A group of the world's largest hedge funds are planning to sue the Financial Services Authority for millions of pounds of losses allegedly resulting from the regulator's ban on short selling, according to a report in the Sunday Telegraph.
A group of the world's largest hedge funds are planning to sue the London-based Financial Services Authority for millions of pounds of losses allegedly resulting from the regulator's ban on short selling, according to a report in the Sunday Telegraph.
The report cited several unnamed hedge fund industry representatives who said that the British financial regulator wrongly extended its powers and caused "widespread capital destruction."
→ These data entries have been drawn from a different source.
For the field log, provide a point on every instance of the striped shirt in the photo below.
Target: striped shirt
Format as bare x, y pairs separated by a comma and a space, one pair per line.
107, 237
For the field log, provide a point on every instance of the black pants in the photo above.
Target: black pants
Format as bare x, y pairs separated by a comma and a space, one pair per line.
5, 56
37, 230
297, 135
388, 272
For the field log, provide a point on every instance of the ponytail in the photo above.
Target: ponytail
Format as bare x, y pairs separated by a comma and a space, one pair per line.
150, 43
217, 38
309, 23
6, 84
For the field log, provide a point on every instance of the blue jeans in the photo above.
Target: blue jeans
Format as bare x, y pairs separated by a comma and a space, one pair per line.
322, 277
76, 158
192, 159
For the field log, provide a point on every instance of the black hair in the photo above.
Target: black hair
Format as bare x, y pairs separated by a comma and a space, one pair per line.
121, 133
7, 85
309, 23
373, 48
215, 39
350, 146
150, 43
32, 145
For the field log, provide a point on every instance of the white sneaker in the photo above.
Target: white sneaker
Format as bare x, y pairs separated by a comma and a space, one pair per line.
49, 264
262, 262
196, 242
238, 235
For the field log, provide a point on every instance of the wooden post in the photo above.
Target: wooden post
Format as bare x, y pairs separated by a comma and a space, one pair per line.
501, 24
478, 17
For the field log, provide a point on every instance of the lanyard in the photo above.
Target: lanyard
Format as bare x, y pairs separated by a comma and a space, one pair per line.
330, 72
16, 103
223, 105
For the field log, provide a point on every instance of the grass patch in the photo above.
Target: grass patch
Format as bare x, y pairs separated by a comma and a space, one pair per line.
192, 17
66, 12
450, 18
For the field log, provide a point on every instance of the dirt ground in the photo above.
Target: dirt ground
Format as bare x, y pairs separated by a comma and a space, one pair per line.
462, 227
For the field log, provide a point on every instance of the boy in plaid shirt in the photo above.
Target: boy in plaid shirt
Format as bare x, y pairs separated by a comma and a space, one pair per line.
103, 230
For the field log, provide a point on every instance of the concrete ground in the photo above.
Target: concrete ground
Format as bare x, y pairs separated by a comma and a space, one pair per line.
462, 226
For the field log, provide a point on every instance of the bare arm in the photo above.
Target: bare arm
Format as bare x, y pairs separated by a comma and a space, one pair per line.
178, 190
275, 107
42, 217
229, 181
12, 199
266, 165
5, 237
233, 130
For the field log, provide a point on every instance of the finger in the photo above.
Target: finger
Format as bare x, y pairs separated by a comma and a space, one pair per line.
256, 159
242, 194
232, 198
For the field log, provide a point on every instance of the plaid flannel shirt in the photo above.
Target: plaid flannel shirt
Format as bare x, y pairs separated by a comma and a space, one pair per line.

On Thursday, the FSA announced a ban on short selling of financial stocks. That move was followed on Friday with a similar action by the Securities and Exchange Commission.
The Telegraph reported that that 35% of European hedge funds were organizing emergency measures to avoid closing funds as a ban on short-selling has hindered fund managers at a time when they need flexibility to survive.
"It's too easy to blame hedge funds," said a fund manager quoted in the report, who asked not to be identified.
"The real culprits are the banks which were cavalier in their lending and the investment banks which were irresponsible in the way they packaged the loans and pumped them round the world.”
Shares of The Goldman Sachs Group Inc. and Morgan Stanley, both of New York, were battered by short-sellers before a temporary emergency action to prohibit short selling in 799 financial companies was put in place Friday.